The guy was pulled over for whatever reason. He then started firing at the trooper who fired back. They guy was hit in the chest. I believe there is a moment in the video where you can see his clothes move so you can tell it's the moment he was hit. Didn't knock him back or anything. He was able to keep firing, then get back in his car. He was hit so severely that he died 1/2 a mile away. Toxicology tests would determine if he had anything in his system that allowed him to take the hit.
This is a perfect example of not only choosing the right caliber but the right load and bullet type. Would love to know what type of round the police officer used. Whatever he had, it didn't have that much stopping power.
Thanks for your email. The pistol was a Glock in 40S&W, ammo used was some quality JHP with good stopping power reputation. I’m more curious about exactly where he got shot in the torso. That tends to matter more than the caliber and brand of ammo.
This video has several important lessons:
1)The suspect was hit only once in the chest with a 40 S&W (expect to miss in a gunfight… a lot) and even though he was later found dead he clearly was still capable of both shooting back and escaping. Guns aren’t death rays people. Carry a powerful caliber that you can handle and shoot fast and accurately but fully expect to continue shooting until the threat is stopped.
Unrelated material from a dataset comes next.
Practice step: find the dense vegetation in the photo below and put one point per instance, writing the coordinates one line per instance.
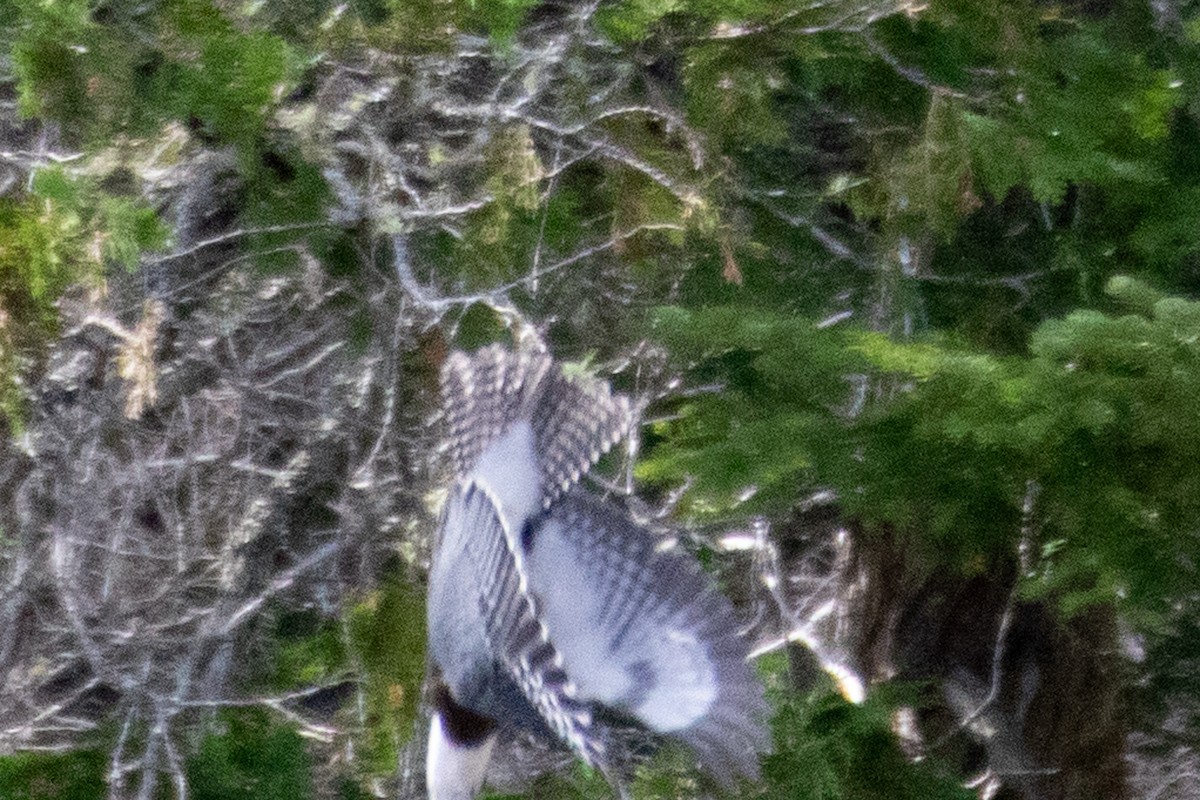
(909, 293)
2)The officer did everything he was supposed to. He saw the strange behavior, the hands behind his back, but kept his cool until he saw that the suspect was armed. Wit and quick reaction saved the officers life, even though he did get shot he’s in no danger, probably thanks to body armor. Body Armor is a great thing to have when there's a chance of getting shot. Still something very much overlooked by most people.
3)Everything that can go wrong will most likely go wrong in a gunfight. The suspect accidentally engages the magazine release and drops the magazine of his weapon, something that may have saved the officers life. Think about that next time you consider changing your Glocks tiny mag release for an extended tacticool one you were told all high speed low drag operators use!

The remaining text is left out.